The relations between consumers and lenders of financial services
are characterized by their singularity in relation to other sectors
or scopes. In the resolution of conflicts a differential treatment
has occurred satisfying the inclinations of the financial organizations
of excluding themselves from the arbitration system of consumer.
In Spain, the existence of specific organisms of claim for this
type of claims was regulated whose basic characteristic is that
the solutions given to the conflicts do not solve the dispute, due
to they are only mere opinions that the financial organizations
are not forced to fulfill even being favourable to the consumers.
As it is seen, a special, differentiated and privileged treatment
exists towards the financial organizations in the conflicts that
arise with consumers, which does not have any justification and
allows to grant to these organizations advantages which make them
beneficiaries, which means that when exists someone beneficiary
always exists other harmed, in this case obviously are harmed the
consumers.
This traditional tendency of the communitarian institutions to
decide for the self-regulation without counting with consumers in
the scope of financial services seems to be broken with the present
proposals of modification of the Directives on credits to consumer.
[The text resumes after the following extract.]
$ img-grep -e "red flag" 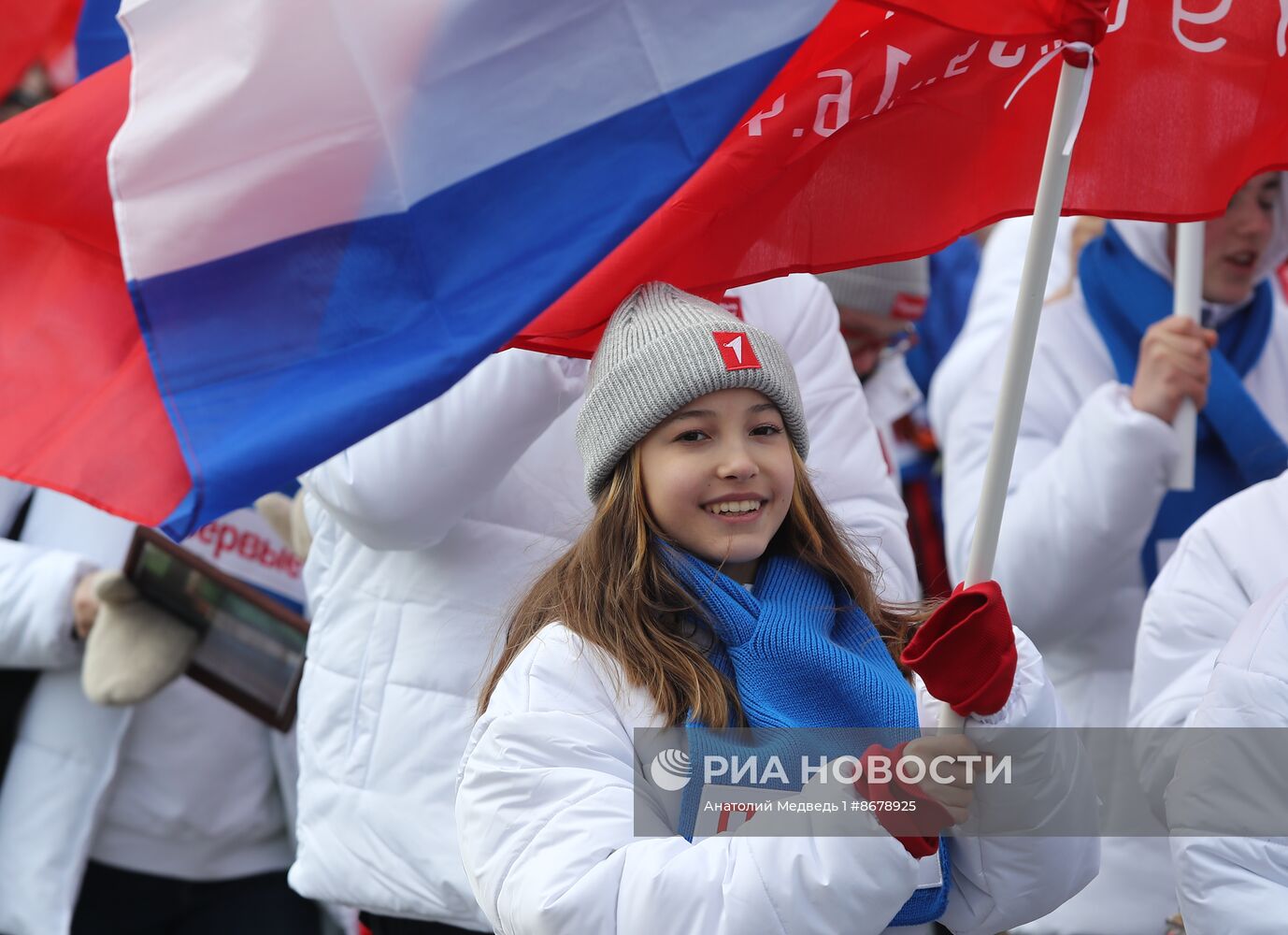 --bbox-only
[0,59,191,522]
[512,0,1288,354]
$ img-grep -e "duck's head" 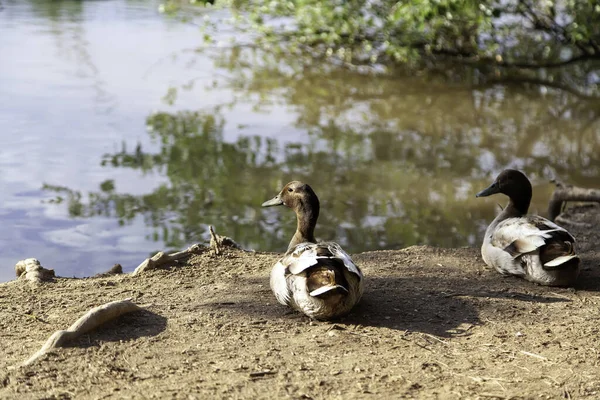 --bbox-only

At least, before a definitive approval of the new communitarian
norm the representatives of the consumers have been heard and it
only lacks that in addition to hear them they listen them incorporating
their proposals that are born from the bitter experience of thousand
of consumers affected by deficiencies and lacks of protection in
the present effective norms.
We cannot be conformed to the present situation of "better
self-regulation than nothing". Remembering the inefficiency
and non protection of consumers which exist at the moment, it would
must be continued by the way undertaken by the European Commission
in the elaboration of the new regulation of the credits to consumer,
making participates the consumer organizations in the elaboration
of the European norm in financial services through a previous proceeding
of allegations.
On the other hand, it will have to give to a new impulse through
the approval of a binding norm through directives and regulations
that in any case must be a minimum harmonization, to create definitively
in a determined form a harmonized European frame. It must be considered
surpassed the phase of "flexible" norms through ethical
recommendations, ethical codes or agreements of good practices,
that have not supposed other thing than obstacles in the protection
of consumers, to whom have been given enough time with the turn
out of not having advanced but having backed down.
In any case, if self-regulation has to exist it could be considered
only of utility as mechanism of effective protection of consumers
in case that it assure the presence of the own consumers in its
elaboration and pursuit, stimulating in an effective way the resolution
of the conflicts that are derived through mechanisms of fast, safe
and economic solutions, mainly through the intervention of the arbitration
courts with the participation of consumers. The commitments acquired
through a code of conduct will have to have binding character; it
could be interesting to this purpose to declare the breach of the
commitment as disloyal commercial practice. The most convenient
would be the elaboration of codes of conduct on communitarian level
introducing binding directions to this levels through the adoption
of frame Directives, all it, we insisted, in defect of the binding
European norm we requested that it is adopted without more delay.